Processor simulation exercises, in Hugs.

synopsis

Datapaths and control structures for processors, register transfer level description of hardware, and simulation in Haskell. Styles of processor, including MIPS; features of some unusual processors. Comparison of CISC/RISC architectural styles. Instruction set design, instruction formats, addressing modes.Processor pipelining. Pipeline hazards, hazard detection, forwarding, branch prediction. Out-of-order execution, scoreboarding and register renaming. Main and cache memories, cache coherency, direct memory access, backing store and peripherals.

syllabus

Register Transfer model of processors. Datapaths and control structures. Comparison of architectural styles for general purpose computers, including RISC/CISC. Pipelining; pipeline hazards and their resolution by stalling and forwarding. Techniques for executing more than one instruction in each clock cycle. The hierarchy of storage in a computer; caches and virtual memory.

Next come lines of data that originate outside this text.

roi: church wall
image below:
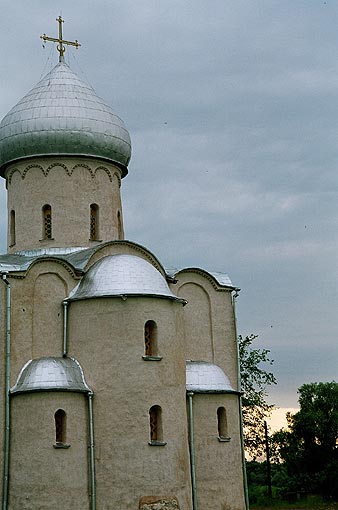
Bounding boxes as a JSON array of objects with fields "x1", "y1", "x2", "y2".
[
  {"x1": 6, "y1": 156, "x2": 124, "y2": 253},
  {"x1": 176, "y1": 270, "x2": 238, "y2": 389},
  {"x1": 69, "y1": 297, "x2": 191, "y2": 510},
  {"x1": 193, "y1": 394, "x2": 245, "y2": 510},
  {"x1": 6, "y1": 261, "x2": 77, "y2": 386},
  {"x1": 9, "y1": 392, "x2": 89, "y2": 510}
]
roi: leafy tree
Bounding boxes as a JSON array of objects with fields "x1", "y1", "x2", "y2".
[
  {"x1": 273, "y1": 382, "x2": 338, "y2": 498},
  {"x1": 238, "y1": 335, "x2": 277, "y2": 459}
]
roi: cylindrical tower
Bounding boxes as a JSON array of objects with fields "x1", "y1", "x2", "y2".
[{"x1": 0, "y1": 62, "x2": 131, "y2": 253}]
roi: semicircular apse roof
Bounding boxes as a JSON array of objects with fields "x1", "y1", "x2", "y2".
[
  {"x1": 11, "y1": 356, "x2": 91, "y2": 394},
  {"x1": 68, "y1": 254, "x2": 185, "y2": 303},
  {"x1": 186, "y1": 360, "x2": 238, "y2": 393},
  {"x1": 0, "y1": 62, "x2": 131, "y2": 175}
]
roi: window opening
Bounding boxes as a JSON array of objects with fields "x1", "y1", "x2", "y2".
[
  {"x1": 90, "y1": 204, "x2": 99, "y2": 241},
  {"x1": 54, "y1": 409, "x2": 66, "y2": 443},
  {"x1": 117, "y1": 211, "x2": 123, "y2": 240},
  {"x1": 217, "y1": 407, "x2": 230, "y2": 441},
  {"x1": 144, "y1": 321, "x2": 157, "y2": 356},
  {"x1": 9, "y1": 210, "x2": 16, "y2": 246},
  {"x1": 149, "y1": 405, "x2": 167, "y2": 446},
  {"x1": 42, "y1": 204, "x2": 52, "y2": 239}
]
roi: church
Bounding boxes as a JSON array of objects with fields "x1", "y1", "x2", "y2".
[{"x1": 0, "y1": 17, "x2": 247, "y2": 510}]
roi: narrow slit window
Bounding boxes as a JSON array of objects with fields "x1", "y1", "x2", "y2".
[
  {"x1": 144, "y1": 321, "x2": 157, "y2": 356},
  {"x1": 217, "y1": 407, "x2": 230, "y2": 440},
  {"x1": 9, "y1": 210, "x2": 16, "y2": 246},
  {"x1": 89, "y1": 204, "x2": 99, "y2": 241},
  {"x1": 117, "y1": 211, "x2": 123, "y2": 240},
  {"x1": 54, "y1": 409, "x2": 66, "y2": 444},
  {"x1": 42, "y1": 204, "x2": 52, "y2": 239},
  {"x1": 149, "y1": 406, "x2": 162, "y2": 443}
]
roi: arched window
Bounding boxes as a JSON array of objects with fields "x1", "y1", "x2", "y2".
[
  {"x1": 54, "y1": 409, "x2": 66, "y2": 444},
  {"x1": 149, "y1": 405, "x2": 166, "y2": 446},
  {"x1": 217, "y1": 407, "x2": 230, "y2": 441},
  {"x1": 117, "y1": 211, "x2": 123, "y2": 240},
  {"x1": 89, "y1": 204, "x2": 99, "y2": 241},
  {"x1": 144, "y1": 321, "x2": 157, "y2": 356},
  {"x1": 42, "y1": 204, "x2": 52, "y2": 239},
  {"x1": 9, "y1": 209, "x2": 16, "y2": 246}
]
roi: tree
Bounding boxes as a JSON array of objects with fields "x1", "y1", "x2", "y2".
[
  {"x1": 273, "y1": 382, "x2": 338, "y2": 498},
  {"x1": 238, "y1": 335, "x2": 277, "y2": 459}
]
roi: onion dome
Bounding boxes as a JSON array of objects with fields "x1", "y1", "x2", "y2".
[
  {"x1": 186, "y1": 361, "x2": 238, "y2": 393},
  {"x1": 0, "y1": 62, "x2": 131, "y2": 176},
  {"x1": 68, "y1": 254, "x2": 185, "y2": 303},
  {"x1": 11, "y1": 357, "x2": 91, "y2": 394}
]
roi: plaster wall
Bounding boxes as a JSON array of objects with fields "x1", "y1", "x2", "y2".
[
  {"x1": 6, "y1": 156, "x2": 124, "y2": 253},
  {"x1": 176, "y1": 270, "x2": 238, "y2": 389},
  {"x1": 9, "y1": 392, "x2": 89, "y2": 510},
  {"x1": 69, "y1": 297, "x2": 192, "y2": 510},
  {"x1": 193, "y1": 394, "x2": 245, "y2": 510},
  {"x1": 0, "y1": 261, "x2": 77, "y2": 386}
]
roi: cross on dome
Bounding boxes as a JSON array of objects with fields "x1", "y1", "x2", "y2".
[{"x1": 40, "y1": 16, "x2": 81, "y2": 62}]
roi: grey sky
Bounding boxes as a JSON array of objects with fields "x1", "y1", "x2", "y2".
[{"x1": 0, "y1": 0, "x2": 338, "y2": 407}]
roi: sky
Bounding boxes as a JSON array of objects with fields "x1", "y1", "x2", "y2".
[{"x1": 0, "y1": 0, "x2": 338, "y2": 408}]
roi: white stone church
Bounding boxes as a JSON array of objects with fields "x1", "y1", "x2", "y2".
[{"x1": 0, "y1": 17, "x2": 246, "y2": 510}]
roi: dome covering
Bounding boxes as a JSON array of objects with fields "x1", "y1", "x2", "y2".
[
  {"x1": 0, "y1": 62, "x2": 131, "y2": 175},
  {"x1": 186, "y1": 361, "x2": 238, "y2": 393},
  {"x1": 11, "y1": 357, "x2": 91, "y2": 394},
  {"x1": 68, "y1": 254, "x2": 185, "y2": 302}
]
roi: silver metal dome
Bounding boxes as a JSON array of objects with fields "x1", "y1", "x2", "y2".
[
  {"x1": 0, "y1": 62, "x2": 131, "y2": 175},
  {"x1": 68, "y1": 254, "x2": 185, "y2": 303},
  {"x1": 186, "y1": 361, "x2": 238, "y2": 393},
  {"x1": 11, "y1": 357, "x2": 91, "y2": 394}
]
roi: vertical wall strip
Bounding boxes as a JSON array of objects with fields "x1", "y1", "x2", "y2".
[
  {"x1": 188, "y1": 391, "x2": 197, "y2": 510},
  {"x1": 232, "y1": 289, "x2": 249, "y2": 510},
  {"x1": 88, "y1": 392, "x2": 96, "y2": 510},
  {"x1": 62, "y1": 301, "x2": 68, "y2": 358},
  {"x1": 2, "y1": 274, "x2": 11, "y2": 510}
]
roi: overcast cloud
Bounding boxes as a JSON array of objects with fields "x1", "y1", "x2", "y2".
[{"x1": 0, "y1": 0, "x2": 338, "y2": 407}]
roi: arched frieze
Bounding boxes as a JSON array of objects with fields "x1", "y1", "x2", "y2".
[
  {"x1": 21, "y1": 163, "x2": 46, "y2": 179},
  {"x1": 72, "y1": 163, "x2": 95, "y2": 179},
  {"x1": 94, "y1": 166, "x2": 113, "y2": 182},
  {"x1": 45, "y1": 163, "x2": 72, "y2": 177}
]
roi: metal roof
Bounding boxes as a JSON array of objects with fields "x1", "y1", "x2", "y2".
[
  {"x1": 11, "y1": 357, "x2": 91, "y2": 394},
  {"x1": 166, "y1": 267, "x2": 235, "y2": 289},
  {"x1": 0, "y1": 62, "x2": 131, "y2": 176},
  {"x1": 68, "y1": 254, "x2": 185, "y2": 302},
  {"x1": 186, "y1": 360, "x2": 238, "y2": 393}
]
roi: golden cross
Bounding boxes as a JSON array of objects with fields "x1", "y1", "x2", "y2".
[{"x1": 40, "y1": 16, "x2": 81, "y2": 62}]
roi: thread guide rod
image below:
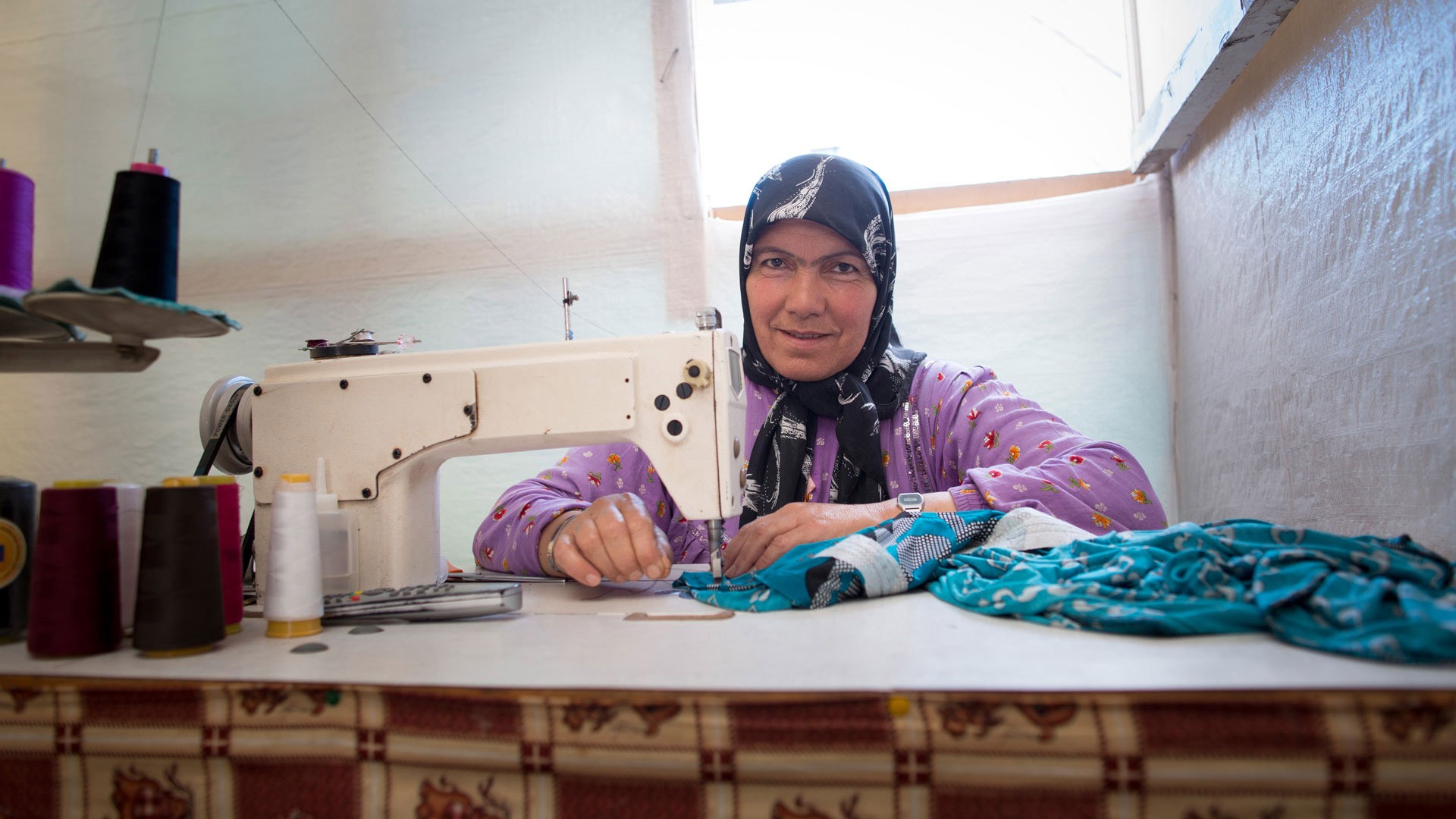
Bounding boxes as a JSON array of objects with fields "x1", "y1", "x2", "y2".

Styles of parallel computer, and their implementation in contemporary designs.

reading list

Principal texts; either one of:

  • D A Patterson & J L Hennessy, Computer Organization and Design: the hardware/software interface, Morgan-Kaufmann (Fourth edition) 2009.
  • D A Patterson & J L Hennessy, Computer Organization and Design: the hardware/software interface, Morgan-Kaufmann (Third edition, revised printing) 2007.

The fourth edition covers more recent designs, only the third edition covers multi-cycle designs. Either one should be adequate, if available. Similarly, the second edition is relevant if available, but may be confusing.

Background reading:
Some articles (to be identified near the time of the course) about contemporary designs.